One of the guided tours, conducted by young missionaries from around the world, includes the square and its buildings — including the Mormon Temple and Tabernacle and the North Visitor’s Center. That visitor’s center, open to the public, includes mostly images from the Christian Bible. In the South Visitor’s Center, guided tours provide an overview of the Book of Mormon and the Mormon view of the Temple. Also, a movie titled “The Legacy” is presented in a theater across the street, providing a technically impressive but incomplete and one-sided look at the early history of the LDS Church.
Throughout the tours, missionaries often ask guests probing questions about their impressions of what they are being told to prompt discussion of their own spiritual walk. Guests also are offered a free Book of Mormon and are frequently invited to fill out a card requesting a visit by Mormon missionaries in their home.
Southern Baptists should remember that they are guests of the LDS Church while they are inside Temple Square, Roberts said. Security guards, in fact, have been known to remove Christians who spoke out too frequently about their beliefs or against the LDS Church. But there are opportunities for graciously sharing beliefs about Scripture and asking probing questions.
“For instance, when they say, ‘This is our temple and we do gospel ordinances in it,’ say, ‘Well, was this what the temple was used for in the Bible?” Roberts said. “Then you can say, ‘I understood the biblical temple was where symbolic sacrifice was to foreshadow Christ — but not baptism for the dead or eternal marriages.’
“At the end of the tour you can graciously share with the tour guide something of your testimony of Christ alone, exclusive of any church salvation,” Roberts said, noting Mormons respect a personal testimony. “Then you can leave them a gospel tract and go.”
Herb Stoneman, director of evangelism for the Utah-Idaho Southern Baptist Convention, said while messengers might visit Temple Square out of interest, it should not be considered primarily as an evangelistic opportunity. “I am praying that the Lord will use those who go, but I am familiar enough with the methods that I seriously doubt the evangelistic value of visits.”

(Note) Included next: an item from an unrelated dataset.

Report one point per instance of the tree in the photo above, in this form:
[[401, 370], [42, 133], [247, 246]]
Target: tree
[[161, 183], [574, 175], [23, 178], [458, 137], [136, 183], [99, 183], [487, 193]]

In dealing with individuals, Stoneman said he uses several approaches that can be effective with Mormons and non-Mormons alike. Mormons are often concerned about eternal matters, and he will often open a conversation by requesting permission to ask a personal question. When they almost inevitably say yes, he might ask if there is anything he can pray with them about. He will pray with them, but it also opens opportunities to share the hope of Christ.
Other times he will ask them directly what they think about religion. They begin talking, and the question is usually returned.
“I’ll often respond with something like, ‘I really do not believe much in religion. … I believe rather in knowing him who to know is life everlasting,” Stoneman said.
“I’ve discovered over the years that our admonition in Psalms to hide the word in our heart is absolutely essential to our being able to communicate with lost people,” he said. “Avoid arguments. We’re not going to get in an argument of what they believe versus what I believe. Rather, I want to talk about the relationship that can be established with the God of the Bible.”
Stoneman also said Southern Baptists should be aware that Mormons in Utah are entirely different from Mormons in the South. They know virtually nothing about historic Christianity, and even the concept that a Baptist can have a testimony of Christ is foreign. In those instances, they often are much more receptive than many Christians might think.
“One of the things that frustrates me has been hearing people say some things that I’ve heard for years, that you can’t win those Mormons to Christ,” Stoneman said. “I say, ‘Wait a minute. They’re just plain lost people. They don’t have a knowledge of the truth.’ And when they are exposed to the truth, like lost people everywhere there is a desire to know the Lord.”